Sun Yixian withdrew to southern China, where he devoted the final decade of his life to reunifying the nation and restoring republican government. To achieve this Sun formed his own political party, the Guomindang; forced an alliance with communists in the Soviet Union, and organised a military academy and a nationalist army. When Sun died prematurely in 1925, power fell into the hands of Jiang Jieshi (Wade-Giles: Chiang Kai-shek), who had been Sun’s military strongman rather than a political protege. Jiang finally achieved the reunification of China in 1927, after which he turned on the Guomindang’s former ally, the Chinese Communist Party (CCP). For the next decade Jiang, the self-styled generalissimo, forged his paternalistic vision for a new republican China – while trying in vain to eradicate the CCP. In 1934 Jiang’s forces chased the CCP and its Red Army out of their southern base in Jiangxi, forcing them to undertake the famous Long March north to Shaanxi. Even as China was being menaced and then invaded by the Japanese in the mid-1930s, more of Jiang’s attention was on ridding China of communists. Jiang’s focus was only shifted by his kidnapping in 1936, during which he was persuaded of the necessity for another Guomindang-CCP alliance. This fragile Second United Front, as it became known, lasted until the Japanese surrender in 1945. With control of China up for grabs, the Guomindang and the communists soon fell into another civil war. In 1949 Mao Zedong (Wade-Giles: Mao Tse-tung) and the CCP emerged victorious, declaring the formation of the People’s Republic of China; Jiang Jieshi and his cohort fled to the island province of Taiwan, still claiming to be the rightful rulers of China.

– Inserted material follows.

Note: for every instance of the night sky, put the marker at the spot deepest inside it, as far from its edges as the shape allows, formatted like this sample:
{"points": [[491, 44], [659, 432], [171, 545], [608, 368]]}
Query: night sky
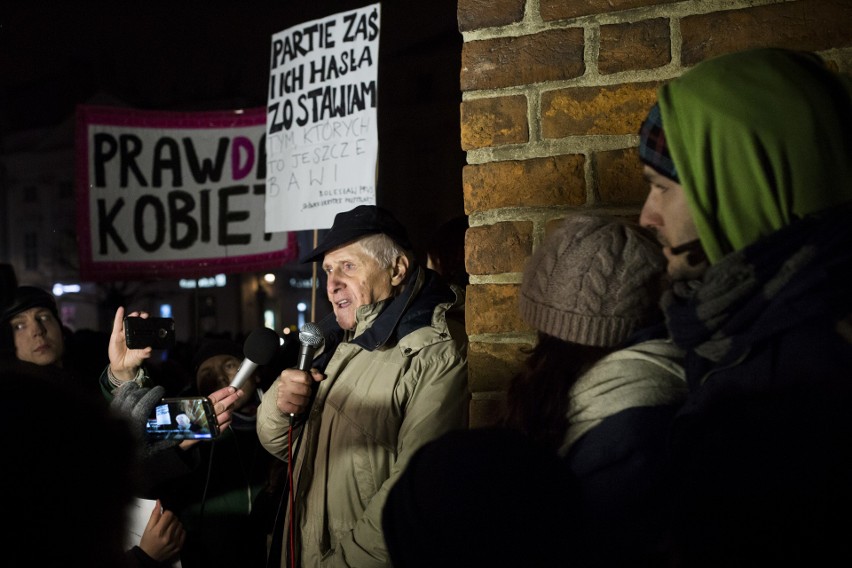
{"points": [[175, 55]]}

From this point, the fate of China is inextricably linked with CCP leader and figurehead Mao Zedong. Mao had been the hero of the communist revolution – but his leadership of the new society was much less successful than his career as a revolutionary. Mao’s attempt at a ‘Great Leap Forward’ – radical reforms to agriculture and industry, to facilitate China’s ‘catching up’ to the West – were ambitious, naive and ultimately disastrous. His economic policies achieved negligible outcomes and contributed to one of the worst famines in human history. Few political leaders could have survived this catastrophe – but Mao, for all his economic naivety, was a political genius. Cunning and manipulative, Mao was able to exploit party factionalism, isolate and exclude opponents, and disassociate himself from disaster. For a time Mao fell out of favour with the CCP hierarchy, though he never relinquished his grip on the reins of power. In 1966 Mao and his acolytes initiated the Great Proletarian Cultural Revolution. On the surface it was a campaign to purify the revolution and its goals; in reality it was a campaign to restore and reinvigorate Mao’s authority by harnessing the enthusiasm of young communist Red Guards. The Cultural Revolution cemented Mao into power; he became the centre of an intense personality cult rivalling that of Soviet dictator Joseph Stalin. Mao, his ideology and his legacy became sacrosanct: to question or criticise them was to risk denunciation, persecution, re-education or even death at the hands of followers. Only Mao’s death in 1976 freed China from this bizarre frenzy of adulation, loyalty, mass obedience and mob rule.